There is a Templates: Persistent Shinies toggle in the Options tab which sets whether the shiny object and manliness point templates will be set as Persistent or not (persistent assets have keep their state saved to the save file, so persistent pickups remain collected forever and never reappear).

User Templates

Aside from the included templates, you can also create your own templates to place.

User Template Manager

The User Template Manager is accessed through the Options tab and the Copy and Paste buttons function the same as those in the Archive Editor: you can copy assets from the HIP/HOP and paste them here, and they'll be instantly available as templates. Double-click a template to rename it and press Delete to delete the template.

The template is identical to the asset that was copied (including all fields and links), and the only change made to it is that a new position will be assigned (only for assets with a position value; others will be simple copies).

User Templates are global and will be saved to Resources\UserTemplates and can be edited manually if you want to; however, be sure to keep the "[AssetType] TemplateName" name styling, or else the program will not be able to determine the template's asset type.

Note: since user templates are global and saved to files, each template you create will only work for that specific game and platform you made it in.

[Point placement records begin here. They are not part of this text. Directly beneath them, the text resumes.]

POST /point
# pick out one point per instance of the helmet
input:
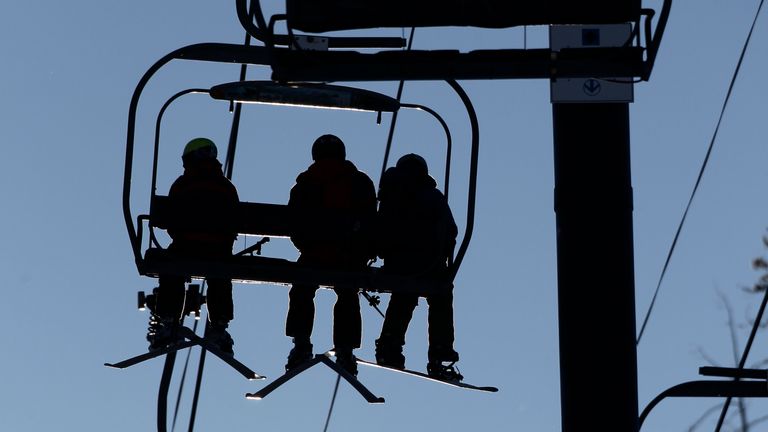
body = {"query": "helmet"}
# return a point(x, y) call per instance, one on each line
point(413, 164)
point(328, 147)
point(200, 148)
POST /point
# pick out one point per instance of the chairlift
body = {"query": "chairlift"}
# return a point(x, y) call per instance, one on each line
point(275, 220)
point(292, 61)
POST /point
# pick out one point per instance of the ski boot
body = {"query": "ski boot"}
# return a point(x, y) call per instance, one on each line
point(217, 333)
point(346, 360)
point(162, 332)
point(300, 353)
point(441, 364)
point(389, 354)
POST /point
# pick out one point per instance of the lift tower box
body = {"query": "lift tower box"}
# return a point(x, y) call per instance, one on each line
point(591, 90)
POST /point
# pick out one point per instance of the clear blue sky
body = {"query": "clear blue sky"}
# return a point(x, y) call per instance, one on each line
point(68, 72)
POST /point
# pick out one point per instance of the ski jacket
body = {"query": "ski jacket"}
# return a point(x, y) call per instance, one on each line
point(333, 206)
point(416, 229)
point(203, 208)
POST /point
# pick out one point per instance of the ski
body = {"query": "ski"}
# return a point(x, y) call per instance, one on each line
point(319, 358)
point(192, 340)
point(429, 378)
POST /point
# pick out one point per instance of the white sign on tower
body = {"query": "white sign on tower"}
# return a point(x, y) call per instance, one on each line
point(594, 90)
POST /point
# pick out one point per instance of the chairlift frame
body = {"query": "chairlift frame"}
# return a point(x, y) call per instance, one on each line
point(302, 65)
point(273, 270)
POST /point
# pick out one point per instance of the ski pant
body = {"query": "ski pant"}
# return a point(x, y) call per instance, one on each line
point(439, 318)
point(170, 294)
point(347, 321)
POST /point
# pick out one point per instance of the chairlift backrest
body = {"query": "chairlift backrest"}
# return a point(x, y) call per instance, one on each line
point(332, 15)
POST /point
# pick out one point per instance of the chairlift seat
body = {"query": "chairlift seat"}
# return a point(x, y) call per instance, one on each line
point(271, 220)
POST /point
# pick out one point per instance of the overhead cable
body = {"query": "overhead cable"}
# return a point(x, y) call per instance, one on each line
point(701, 173)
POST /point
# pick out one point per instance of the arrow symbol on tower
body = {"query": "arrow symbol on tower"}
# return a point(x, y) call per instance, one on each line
point(592, 87)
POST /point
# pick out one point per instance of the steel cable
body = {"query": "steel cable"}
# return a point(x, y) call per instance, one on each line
point(701, 174)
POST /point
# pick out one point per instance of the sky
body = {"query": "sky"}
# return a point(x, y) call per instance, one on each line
point(69, 69)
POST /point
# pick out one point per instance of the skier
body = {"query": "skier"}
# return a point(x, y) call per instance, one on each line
point(202, 204)
point(333, 205)
point(416, 236)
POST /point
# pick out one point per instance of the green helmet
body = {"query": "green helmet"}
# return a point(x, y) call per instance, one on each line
point(200, 148)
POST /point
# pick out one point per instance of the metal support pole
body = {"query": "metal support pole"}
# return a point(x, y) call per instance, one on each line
point(596, 292)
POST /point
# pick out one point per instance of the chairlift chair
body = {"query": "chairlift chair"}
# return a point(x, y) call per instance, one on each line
point(275, 220)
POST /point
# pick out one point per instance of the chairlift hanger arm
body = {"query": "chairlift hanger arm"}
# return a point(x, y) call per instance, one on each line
point(740, 389)
point(215, 52)
point(655, 40)
point(244, 16)
point(449, 140)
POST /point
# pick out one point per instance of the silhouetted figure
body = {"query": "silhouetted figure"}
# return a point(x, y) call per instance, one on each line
point(202, 205)
point(333, 205)
point(417, 234)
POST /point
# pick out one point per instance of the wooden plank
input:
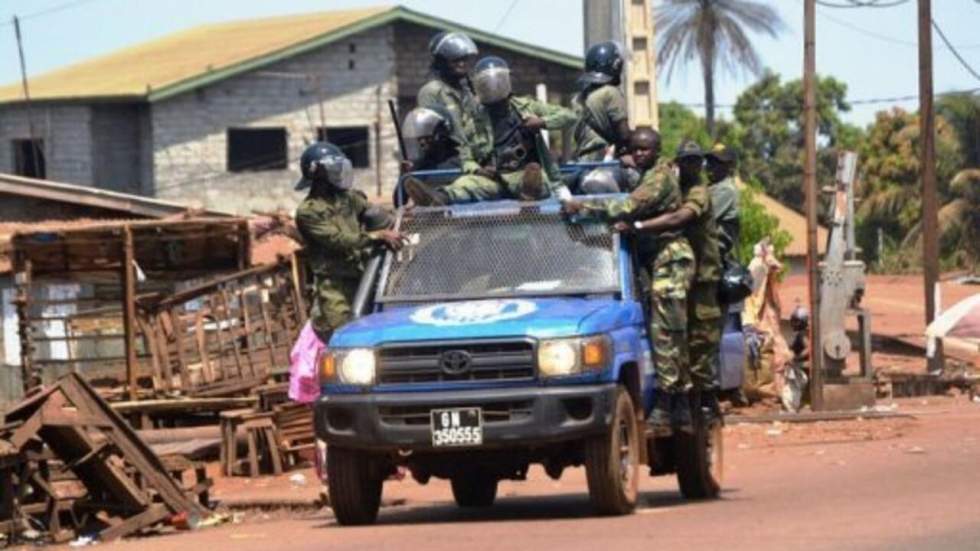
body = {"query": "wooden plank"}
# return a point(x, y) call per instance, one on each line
point(154, 513)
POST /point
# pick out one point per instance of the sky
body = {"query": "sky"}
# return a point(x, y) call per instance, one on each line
point(872, 50)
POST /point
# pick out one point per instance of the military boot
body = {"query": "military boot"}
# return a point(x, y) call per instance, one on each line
point(424, 195)
point(659, 419)
point(532, 183)
point(680, 412)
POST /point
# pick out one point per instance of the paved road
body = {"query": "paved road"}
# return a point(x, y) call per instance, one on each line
point(897, 484)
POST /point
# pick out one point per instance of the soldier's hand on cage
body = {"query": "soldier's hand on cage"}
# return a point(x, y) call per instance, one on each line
point(487, 171)
point(571, 207)
point(534, 123)
point(391, 239)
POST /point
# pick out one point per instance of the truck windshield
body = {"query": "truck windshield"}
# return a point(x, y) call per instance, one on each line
point(485, 254)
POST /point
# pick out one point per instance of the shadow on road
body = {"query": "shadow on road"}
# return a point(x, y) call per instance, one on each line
point(524, 509)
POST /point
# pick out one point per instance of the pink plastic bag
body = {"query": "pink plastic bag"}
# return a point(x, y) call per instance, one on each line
point(303, 386)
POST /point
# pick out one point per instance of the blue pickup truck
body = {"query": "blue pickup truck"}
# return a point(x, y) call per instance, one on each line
point(503, 335)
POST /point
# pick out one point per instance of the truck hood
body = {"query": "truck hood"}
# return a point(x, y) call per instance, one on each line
point(536, 318)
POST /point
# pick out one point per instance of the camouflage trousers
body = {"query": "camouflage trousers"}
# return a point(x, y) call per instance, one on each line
point(471, 188)
point(704, 333)
point(671, 275)
point(332, 298)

For example, an user template made for GameCube BFBB will not work in Xbox BFBB or any version Movie Game (and if it happens to work, you're lucky).

UI Mode

In the Display tab, or by pressing U, you toggle between normal view mode and UI Mode: this is intended for editing of menus through UI and UIFT assets. The view will become a 2D 640x480 screen (this aspect ratio can be forced through the UI Mode AutoSize button). Those assets can also be edited in normal mode, but it's possible to have an approximate preview of them with UI Mode.

Industrial Park in UI Mode

Research/Advanced

This is a tab in Industrial Park with tools that don't fit elsewhere in the program. It's recommended to only use these tools without any Archive Editor window open.

Asset ID Generator

On this window, each line typed into the top text box will be run through the BKRD hash algorithm and an asset ID will be generated from it in the bottom text box.

Event Search

Use Choose Root Directory to pick a folder; all HIP/HOP files in the folder and any subfolders will be included in the event search. Click Perform Search and all events which match the set filters found in any of the files will be logged. You can filter the asset types of the sender and reciever assets (Null allows for any) and the events which are recieved and sent in each link (Unknown allows for any). For example: if you leave sender asset as TRIG, target asset as Null, recieve event as Unknown and target event as Enable, you will be returned all links which are sent from TRIGs to any assets which have Enable as the event being sent in any HIP/HOPs in the folder you choose.